A giant chocolate chip cookie!! The last time I had one I had just driven down to SF for the first time ever and Maris and I were running around the wharf like silly tourists.


I couldn’t finish it then either. This thing is DENSE. And that’s as far as I got before feeling completely overwhelmed. And then I put it back into it’s bag and threw it away. It turns out I really like not being addicted to sugar. I still crave it, I’m not going to lie. Especially when I’m having a bad day, or am particularly stressed. But it doesn’t occupy my thoughts every single day like it used to. And it doesn’t torture me not to finish something sweet anymore. Although I will fully enjoy candy at movies, birthday cake, and special occasion desserts, I won’t be sitting in bed eating boxes of candy from walgreens, or buying those individual cakes at safeway + a diet coke and going at it with a fork. Yes, I know – FATTY. 🙂

Right now I’m hiding from the rain with Kamel, roasting potatoes, garlic, and squash. The grated parm is ready for sprinkling and the baguette is perfectly sliced. I’m watching one of my favorite heist movies of all time (The Italian Job) and dreading work tomorrow. It’s been a great weekend and a great Easter.

Hope you found lots of goodies hunting eggs!

Ladies Who Lunch

I had a luncheon with my grandmother, great aunt, god mother, mother, aunt, and cousin today. It was kind of awesome. I wish we had taken a group photo. I slacked on that end. I’ll share my favorite parts though.

The first thing my grandmother says to me when we get out of the car to walk to the restaurant is: “Are you wearing your hair straight nowadays?

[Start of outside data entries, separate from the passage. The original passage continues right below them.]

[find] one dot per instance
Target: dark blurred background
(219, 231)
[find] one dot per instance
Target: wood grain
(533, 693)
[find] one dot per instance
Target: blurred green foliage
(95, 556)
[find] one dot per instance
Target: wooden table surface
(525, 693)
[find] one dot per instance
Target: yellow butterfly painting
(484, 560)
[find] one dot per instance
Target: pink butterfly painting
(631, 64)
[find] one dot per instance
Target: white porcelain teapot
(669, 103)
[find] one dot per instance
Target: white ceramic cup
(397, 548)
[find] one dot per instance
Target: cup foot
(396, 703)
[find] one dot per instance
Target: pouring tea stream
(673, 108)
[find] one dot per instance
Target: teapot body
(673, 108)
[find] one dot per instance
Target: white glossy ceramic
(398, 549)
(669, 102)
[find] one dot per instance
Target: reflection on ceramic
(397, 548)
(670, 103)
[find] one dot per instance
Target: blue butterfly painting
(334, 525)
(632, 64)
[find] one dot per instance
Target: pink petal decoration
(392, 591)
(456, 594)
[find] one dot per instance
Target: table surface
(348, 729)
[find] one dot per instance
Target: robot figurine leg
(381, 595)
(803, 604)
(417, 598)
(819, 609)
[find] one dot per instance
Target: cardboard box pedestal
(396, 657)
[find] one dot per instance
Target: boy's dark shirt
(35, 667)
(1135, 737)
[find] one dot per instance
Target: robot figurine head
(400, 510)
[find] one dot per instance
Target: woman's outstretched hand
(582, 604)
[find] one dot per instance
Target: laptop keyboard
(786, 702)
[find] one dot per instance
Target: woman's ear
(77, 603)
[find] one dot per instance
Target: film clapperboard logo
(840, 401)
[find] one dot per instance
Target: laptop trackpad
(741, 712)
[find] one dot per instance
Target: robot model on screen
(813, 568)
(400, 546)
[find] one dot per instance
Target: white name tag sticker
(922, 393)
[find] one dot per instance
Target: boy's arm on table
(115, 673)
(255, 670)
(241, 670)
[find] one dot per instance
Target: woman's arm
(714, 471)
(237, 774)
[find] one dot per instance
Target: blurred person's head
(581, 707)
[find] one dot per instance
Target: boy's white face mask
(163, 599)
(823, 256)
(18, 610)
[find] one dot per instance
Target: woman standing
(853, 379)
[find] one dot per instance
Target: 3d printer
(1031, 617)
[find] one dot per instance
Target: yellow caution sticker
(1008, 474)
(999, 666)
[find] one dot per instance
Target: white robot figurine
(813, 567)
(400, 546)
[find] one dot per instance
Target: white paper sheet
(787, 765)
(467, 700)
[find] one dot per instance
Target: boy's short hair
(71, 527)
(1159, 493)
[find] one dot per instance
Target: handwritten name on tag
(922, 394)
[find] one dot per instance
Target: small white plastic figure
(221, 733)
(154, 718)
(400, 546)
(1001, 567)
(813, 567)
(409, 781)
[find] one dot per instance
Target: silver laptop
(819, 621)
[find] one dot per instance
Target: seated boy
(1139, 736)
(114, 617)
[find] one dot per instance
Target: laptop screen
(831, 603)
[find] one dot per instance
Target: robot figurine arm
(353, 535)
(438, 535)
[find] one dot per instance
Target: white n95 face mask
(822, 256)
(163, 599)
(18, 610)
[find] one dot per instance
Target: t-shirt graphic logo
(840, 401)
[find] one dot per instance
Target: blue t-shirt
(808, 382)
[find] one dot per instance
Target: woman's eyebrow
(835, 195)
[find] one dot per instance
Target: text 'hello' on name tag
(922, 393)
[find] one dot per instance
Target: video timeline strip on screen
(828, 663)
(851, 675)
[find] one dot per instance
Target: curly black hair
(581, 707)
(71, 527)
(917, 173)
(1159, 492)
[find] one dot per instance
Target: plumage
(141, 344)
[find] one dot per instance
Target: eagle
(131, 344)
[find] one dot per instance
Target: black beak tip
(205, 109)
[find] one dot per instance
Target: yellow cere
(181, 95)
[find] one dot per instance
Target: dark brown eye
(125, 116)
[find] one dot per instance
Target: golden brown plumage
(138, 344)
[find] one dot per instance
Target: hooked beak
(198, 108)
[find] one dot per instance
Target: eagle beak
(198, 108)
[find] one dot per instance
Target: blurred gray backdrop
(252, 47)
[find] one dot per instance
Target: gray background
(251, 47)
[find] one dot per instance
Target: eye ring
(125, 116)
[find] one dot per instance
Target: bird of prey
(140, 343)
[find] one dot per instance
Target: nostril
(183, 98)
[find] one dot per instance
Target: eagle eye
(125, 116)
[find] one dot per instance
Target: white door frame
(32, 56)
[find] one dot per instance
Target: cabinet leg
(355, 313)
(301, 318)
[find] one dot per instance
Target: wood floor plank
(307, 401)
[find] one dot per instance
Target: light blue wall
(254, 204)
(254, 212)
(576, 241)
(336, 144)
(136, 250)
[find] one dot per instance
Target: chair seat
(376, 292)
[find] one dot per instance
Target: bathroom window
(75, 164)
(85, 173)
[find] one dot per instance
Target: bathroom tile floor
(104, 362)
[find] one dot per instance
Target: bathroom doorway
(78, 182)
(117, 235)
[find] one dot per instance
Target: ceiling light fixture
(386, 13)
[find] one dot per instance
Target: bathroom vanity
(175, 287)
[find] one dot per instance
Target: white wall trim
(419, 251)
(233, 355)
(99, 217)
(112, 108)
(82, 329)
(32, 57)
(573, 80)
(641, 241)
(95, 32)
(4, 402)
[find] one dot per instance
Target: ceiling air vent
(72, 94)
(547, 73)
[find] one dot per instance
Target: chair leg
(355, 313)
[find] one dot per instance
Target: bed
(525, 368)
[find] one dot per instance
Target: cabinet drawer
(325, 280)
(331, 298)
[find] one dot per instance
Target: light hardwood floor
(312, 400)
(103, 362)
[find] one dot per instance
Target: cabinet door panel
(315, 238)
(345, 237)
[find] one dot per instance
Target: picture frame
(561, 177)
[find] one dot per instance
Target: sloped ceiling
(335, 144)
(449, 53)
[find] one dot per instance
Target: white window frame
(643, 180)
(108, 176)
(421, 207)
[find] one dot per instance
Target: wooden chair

I always thought it had a bit of curl in it.” And my response, “It’s just the cold weather, give me a little humidity and it’ll perk right back up.”

My amazing ten year old cousin pointedly bee lining right for me and completely bypassing my mother. I totally win the who loves me more war. Ca-ching.

Everyone got the soup and salad combo. It was order by peer pressure. Everyone was up in arms. “Why just a salad? A SALAD?!” I explained it was to keep my figure. Everyone agreed they couldn’t find theirs anywhere. I want to hug them all.

My mother and my grandmother arguing over who paid the bill at the olive garden. They each threw a little fit. The women in my family are all so crazy. Present company included.

My grandmother’s parting remarks of “Don’t get too skinny!!” Bless her.